We have family coming and I want super simplified and my adorable hubby wants over the top spectacular with enough lights etc. to possibly bring down the town!  He wants to work magic for little children!  I'm Ms. Scrooge!  By Dr.'s orders he cannot climb on ladders.  At least not alone!

And my back aches!!

I'm fretting over un-mailed gifts.  partially, well actually wholly, because they are not yet purchased!  gift cards.  how hard is that to go do?  but I don't trust him alone!  Even though he promises.  He feels he has that little thread of krypton running through that hearty Norwegian body.  Invincible!

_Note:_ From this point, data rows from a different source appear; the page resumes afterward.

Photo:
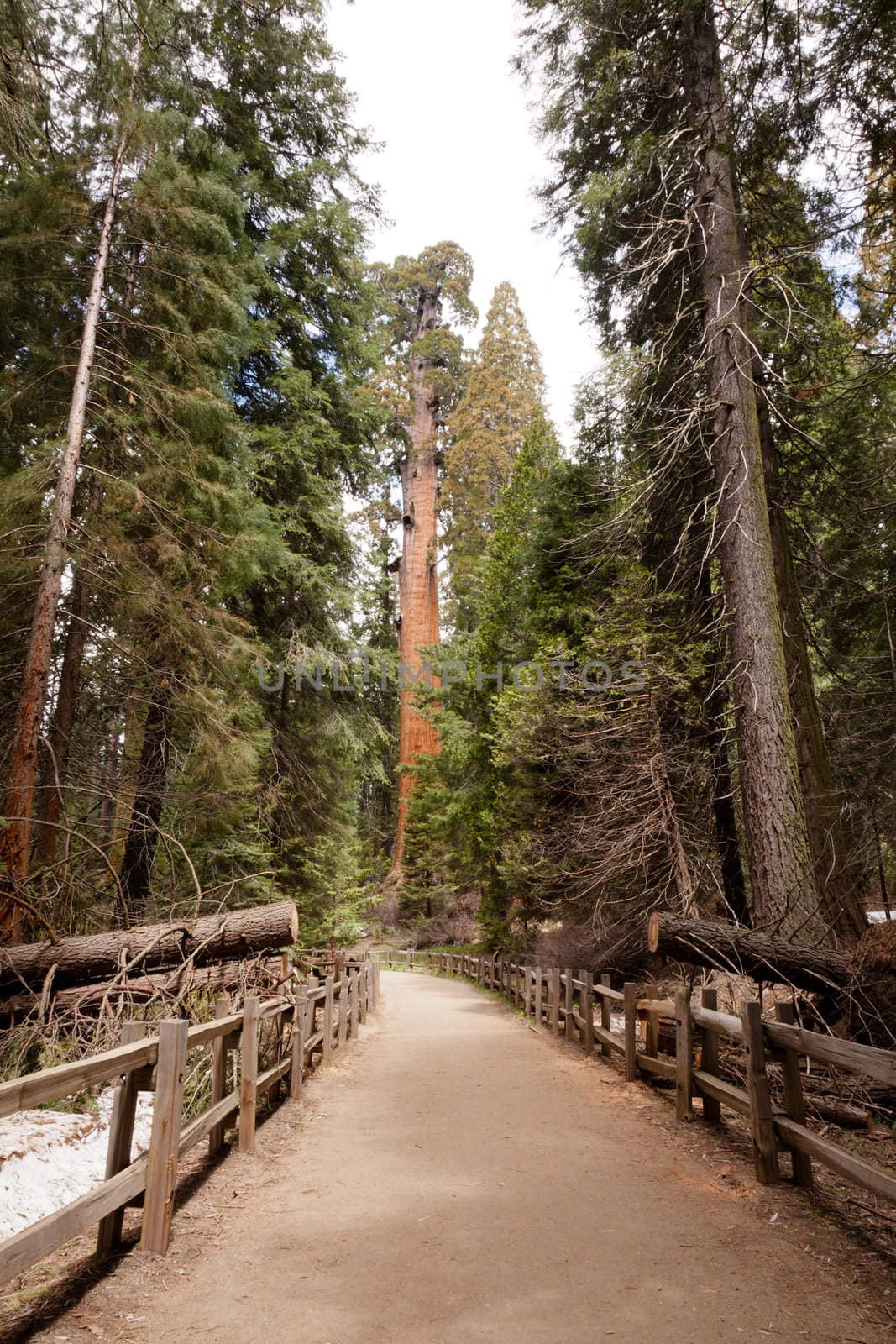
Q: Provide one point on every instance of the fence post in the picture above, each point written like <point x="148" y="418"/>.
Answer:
<point x="343" y="1007"/>
<point x="710" y="1055"/>
<point x="553" y="998"/>
<point x="606" y="1015"/>
<point x="328" y="1019"/>
<point x="567" y="1005"/>
<point x="121" y="1132"/>
<point x="217" y="1074"/>
<point x="762" y="1126"/>
<point x="586" y="1010"/>
<point x="794" y="1102"/>
<point x="161" y="1167"/>
<point x="652" y="1035"/>
<point x="249" y="1073"/>
<point x="297" y="1063"/>
<point x="631" y="998"/>
<point x="354" y="1005"/>
<point x="684" y="1055"/>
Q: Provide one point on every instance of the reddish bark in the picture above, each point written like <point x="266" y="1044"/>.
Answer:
<point x="418" y="582"/>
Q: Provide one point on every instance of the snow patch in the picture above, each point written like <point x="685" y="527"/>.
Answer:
<point x="50" y="1158"/>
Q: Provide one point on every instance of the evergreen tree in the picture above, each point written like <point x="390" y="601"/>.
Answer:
<point x="422" y="383"/>
<point x="503" y="396"/>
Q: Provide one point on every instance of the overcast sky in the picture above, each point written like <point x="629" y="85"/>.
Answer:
<point x="459" y="159"/>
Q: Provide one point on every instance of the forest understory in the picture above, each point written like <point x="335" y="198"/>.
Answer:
<point x="308" y="601"/>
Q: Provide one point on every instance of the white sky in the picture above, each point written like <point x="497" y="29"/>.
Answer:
<point x="459" y="160"/>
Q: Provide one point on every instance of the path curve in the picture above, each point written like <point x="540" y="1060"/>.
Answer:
<point x="459" y="1179"/>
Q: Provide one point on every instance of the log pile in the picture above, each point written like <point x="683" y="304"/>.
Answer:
<point x="152" y="961"/>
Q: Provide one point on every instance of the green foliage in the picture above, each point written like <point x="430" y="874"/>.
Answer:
<point x="503" y="398"/>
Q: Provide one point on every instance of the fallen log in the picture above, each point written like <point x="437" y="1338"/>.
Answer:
<point x="224" y="976"/>
<point x="741" y="952"/>
<point x="76" y="961"/>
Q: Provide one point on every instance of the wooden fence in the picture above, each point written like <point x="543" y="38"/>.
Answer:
<point x="566" y="1005"/>
<point x="316" y="1019"/>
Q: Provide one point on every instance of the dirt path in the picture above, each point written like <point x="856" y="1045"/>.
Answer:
<point x="457" y="1179"/>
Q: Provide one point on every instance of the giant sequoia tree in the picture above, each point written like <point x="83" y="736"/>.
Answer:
<point x="426" y="369"/>
<point x="195" y="335"/>
<point x="647" y="178"/>
<point x="503" y="398"/>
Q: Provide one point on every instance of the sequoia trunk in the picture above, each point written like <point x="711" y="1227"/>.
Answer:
<point x="782" y="889"/>
<point x="418" y="620"/>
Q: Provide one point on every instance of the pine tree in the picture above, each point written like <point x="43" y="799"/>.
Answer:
<point x="504" y="396"/>
<point x="426" y="376"/>
<point x="674" y="273"/>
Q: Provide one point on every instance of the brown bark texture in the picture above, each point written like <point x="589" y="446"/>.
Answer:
<point x="783" y="895"/>
<point x="746" y="953"/>
<point x="161" y="984"/>
<point x="840" y="898"/>
<point x="152" y="780"/>
<point x="417" y="575"/>
<point x="226" y="936"/>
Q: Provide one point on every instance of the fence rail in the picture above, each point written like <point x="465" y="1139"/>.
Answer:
<point x="316" y="1018"/>
<point x="566" y="1005"/>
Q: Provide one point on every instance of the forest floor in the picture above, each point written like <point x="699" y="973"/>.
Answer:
<point x="461" y="1178"/>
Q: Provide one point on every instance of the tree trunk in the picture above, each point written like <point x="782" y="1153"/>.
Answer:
<point x="23" y="753"/>
<point x="62" y="723"/>
<point x="417" y="575"/>
<point x="143" y="835"/>
<point x="109" y="781"/>
<point x="669" y="812"/>
<point x="782" y="890"/>
<point x="228" y="936"/>
<point x="837" y="895"/>
<point x="89" y="1000"/>
<point x="66" y="707"/>
<point x="741" y="952"/>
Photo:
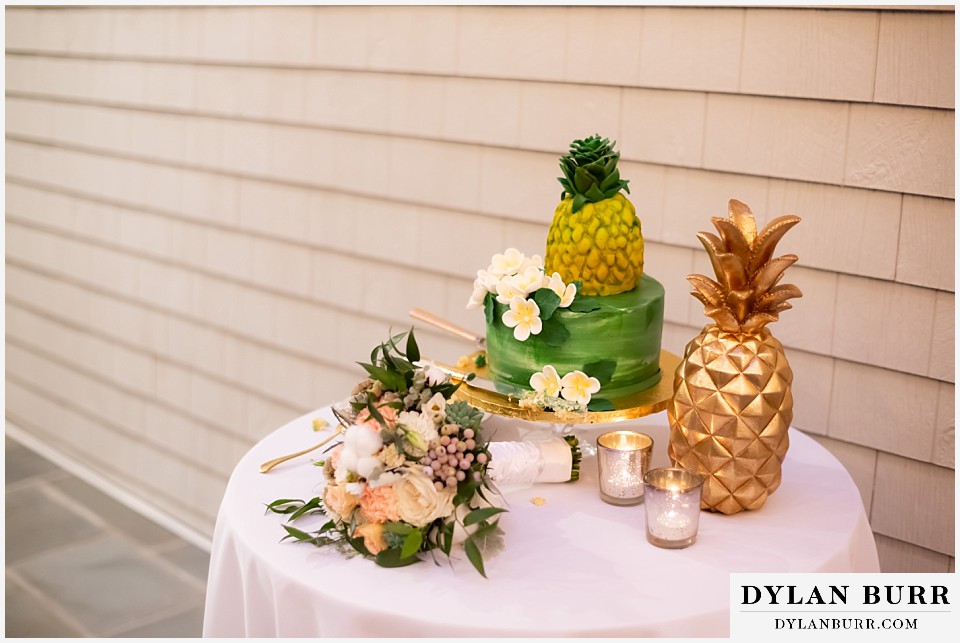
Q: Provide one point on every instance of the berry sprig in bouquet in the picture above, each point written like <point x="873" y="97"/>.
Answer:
<point x="410" y="474"/>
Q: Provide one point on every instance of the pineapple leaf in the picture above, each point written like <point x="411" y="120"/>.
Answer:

People have kindly volunteered to help.  No help needed.  He enjoys the entire process (and I have also.  except for right now!!)

Today the interior will be finished.  I hope that he will bypass doing the outside.  Hope.  Hope. Hoping.

This is a time to think of the Savior.  of Love.  of Giving.  of Gratitude.  not ladders and strokes and aging and all that sort of mortal baggage.

So...to regain perspective and endeavoring to create a hallowed inner space, called my heart, that hopefully will be filled with the warmth of the Spirit, I turned to what never fails me.  General Conference talks.  Love them!!  They are the mulled warm cider stirred with it's cinnamon stick in times of freezing cold weather.  The hot cocoa in a cheery mug.  They are the warmth to my frigid soul when my heart has a thin layer of black ice.  Invisible but yet known to me.  Hearing those talks just melts my heart.  bringing a comfort of familiarity.  Centers me.  Strengthens my core & at the same time, it strengthens my resolve to do what is daily necessary, for fortifying my spiritual strength.  Inner and private.  Essential for surviving mortality.

One of the things I read, not a Conference talk but by early Church leaders, was the recently translated talk of Heber C. Kimball.  Don't you love this????

 Travails of First Pioneer Company
You think you have sorrow and trouble. Many of you [are] living in wagons; [you] just came in here and [are] living in your wagons [with] not much of anything to eat [or] of [the] comforts of life. I have been in here with President Young, with a 140 others, and we was in our wagons, and [had] … nothing in [the] country to eat, without it was crickets. When we got to Green River, making our way to this land, breaking our road, [there was] not a track [or] trace for 700 miles in wild country. [We were] strangers and it [was] full of Indians, and when we got to [the] Platte River, one half of our men [were] out of food. They had no provisions at all. [There was] no one in [the] valley to bring out flour to us, [and] teams and wagons and potatoes and cucumbers and [the] comforts of life. We had no person to extend a hand [of] benevolence, of kindness to us. [Yet] we [didn’t] murmur. [I] never saw a man cry once in the whole camp. We had one man that was appointed “General Murmurer” and there was no man allowed to murmur, only that one person. You would think you had awful trials if you could not all have [the] chance to murmur. We placed it all upon one man, and we concluded that [if] there was two that murmured, we appointed [the] greatest murmurer to be [the] boss. That is recorded and will come in [to the] history by and by.